Les rois, comme les crétins, n’ont jamais rien su, n’ont rien oublié, n’ont rien appris. Ils ne tiennent pas de rang dans les sociétés, ils vivent à leurs dépends et en dehors d’elles. Et les hommes les adorent à l’Escurial et aux Tuileries, comme dans le Valais[1]. Le roi et le crétin sont les seuls fétiches qui restent à l’humanité.

Salut ! crétins du Valais. Salut ! crétins royaux. Vous tous qui naissez aujourd’hui, vous serez encore respectés par les peuples. Rois ! vous régnerez encore : voilà l’affreux malheur que je vous prédis.

Salut ! vous êtes les lumières des nations. On traduit dans toutes les langues les discours qu’ont préparés vos ministres ; on vous enseigne à les répéter ; on cite avec admiration vos réparties ingénieuses ; on célèbre vos vastes connaissances et votre science sublime !

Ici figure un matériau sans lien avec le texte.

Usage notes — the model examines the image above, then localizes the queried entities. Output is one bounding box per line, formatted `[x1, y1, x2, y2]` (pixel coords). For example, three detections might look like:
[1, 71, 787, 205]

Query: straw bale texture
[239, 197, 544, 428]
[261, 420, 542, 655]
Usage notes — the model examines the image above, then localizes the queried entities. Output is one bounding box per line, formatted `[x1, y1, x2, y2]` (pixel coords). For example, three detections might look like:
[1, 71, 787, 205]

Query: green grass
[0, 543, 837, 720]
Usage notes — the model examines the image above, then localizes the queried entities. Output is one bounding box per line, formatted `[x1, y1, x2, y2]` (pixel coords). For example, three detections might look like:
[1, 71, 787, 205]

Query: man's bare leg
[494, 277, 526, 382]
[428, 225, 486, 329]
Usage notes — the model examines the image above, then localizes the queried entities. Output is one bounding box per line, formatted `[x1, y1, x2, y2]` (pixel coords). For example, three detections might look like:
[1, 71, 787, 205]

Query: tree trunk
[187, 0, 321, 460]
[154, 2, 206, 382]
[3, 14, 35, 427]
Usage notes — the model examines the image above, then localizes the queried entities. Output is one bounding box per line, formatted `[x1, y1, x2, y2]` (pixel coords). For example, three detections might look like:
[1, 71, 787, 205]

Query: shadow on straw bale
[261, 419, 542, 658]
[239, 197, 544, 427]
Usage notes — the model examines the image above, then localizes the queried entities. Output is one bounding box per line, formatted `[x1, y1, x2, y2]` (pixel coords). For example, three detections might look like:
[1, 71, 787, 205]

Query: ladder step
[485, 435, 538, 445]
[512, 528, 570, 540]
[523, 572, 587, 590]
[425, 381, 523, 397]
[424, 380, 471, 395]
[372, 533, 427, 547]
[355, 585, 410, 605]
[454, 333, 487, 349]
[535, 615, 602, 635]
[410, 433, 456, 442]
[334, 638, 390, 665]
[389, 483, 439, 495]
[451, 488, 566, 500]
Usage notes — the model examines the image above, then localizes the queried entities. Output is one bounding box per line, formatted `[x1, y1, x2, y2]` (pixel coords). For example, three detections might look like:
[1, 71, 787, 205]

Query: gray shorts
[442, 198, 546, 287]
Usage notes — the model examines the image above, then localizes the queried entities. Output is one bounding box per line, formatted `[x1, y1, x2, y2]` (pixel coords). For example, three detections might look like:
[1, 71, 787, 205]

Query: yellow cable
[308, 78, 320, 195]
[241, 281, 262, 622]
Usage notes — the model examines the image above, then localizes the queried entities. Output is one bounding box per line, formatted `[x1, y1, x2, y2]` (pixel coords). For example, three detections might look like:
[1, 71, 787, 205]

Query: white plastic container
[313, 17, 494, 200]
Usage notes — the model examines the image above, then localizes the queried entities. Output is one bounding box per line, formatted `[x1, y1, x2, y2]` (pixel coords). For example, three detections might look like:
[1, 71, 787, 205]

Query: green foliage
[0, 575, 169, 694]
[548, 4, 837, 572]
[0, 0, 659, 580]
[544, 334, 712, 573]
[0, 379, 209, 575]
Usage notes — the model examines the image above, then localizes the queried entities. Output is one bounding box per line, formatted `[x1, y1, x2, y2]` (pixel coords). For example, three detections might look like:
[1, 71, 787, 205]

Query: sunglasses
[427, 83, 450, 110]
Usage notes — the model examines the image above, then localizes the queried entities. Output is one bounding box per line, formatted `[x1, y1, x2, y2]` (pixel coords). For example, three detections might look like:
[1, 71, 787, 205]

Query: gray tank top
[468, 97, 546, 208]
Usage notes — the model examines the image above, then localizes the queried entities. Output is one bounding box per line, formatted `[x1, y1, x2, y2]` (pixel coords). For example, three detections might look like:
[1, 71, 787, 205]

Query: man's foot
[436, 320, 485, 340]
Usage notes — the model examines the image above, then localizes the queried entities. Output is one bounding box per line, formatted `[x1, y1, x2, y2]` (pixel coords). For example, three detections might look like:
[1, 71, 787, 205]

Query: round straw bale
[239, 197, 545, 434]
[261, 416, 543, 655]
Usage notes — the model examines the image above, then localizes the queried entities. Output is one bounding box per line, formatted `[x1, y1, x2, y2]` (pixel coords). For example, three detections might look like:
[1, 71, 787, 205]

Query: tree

Gloire ! vous êtes les maîtres du monde. On salue votre naissance à grands coups de canon ; vos ébats et vos accouchements sont annoncés à vos peuples ; les ambassadeurs fléchissent le genou devant vous ; quand vous paraissez, les assemblées se découvrent ; 163 tous vos valets sont de grands

  1. Dans les gorges des montagnes où le crétinisme est endémique, la tradition populaire enseigne à respecter l’idiot et à lui rendre une sorte de culte. On dit qu’il porte bonheur à la maison. Quelle puissance la crainte exerce encore sur nous !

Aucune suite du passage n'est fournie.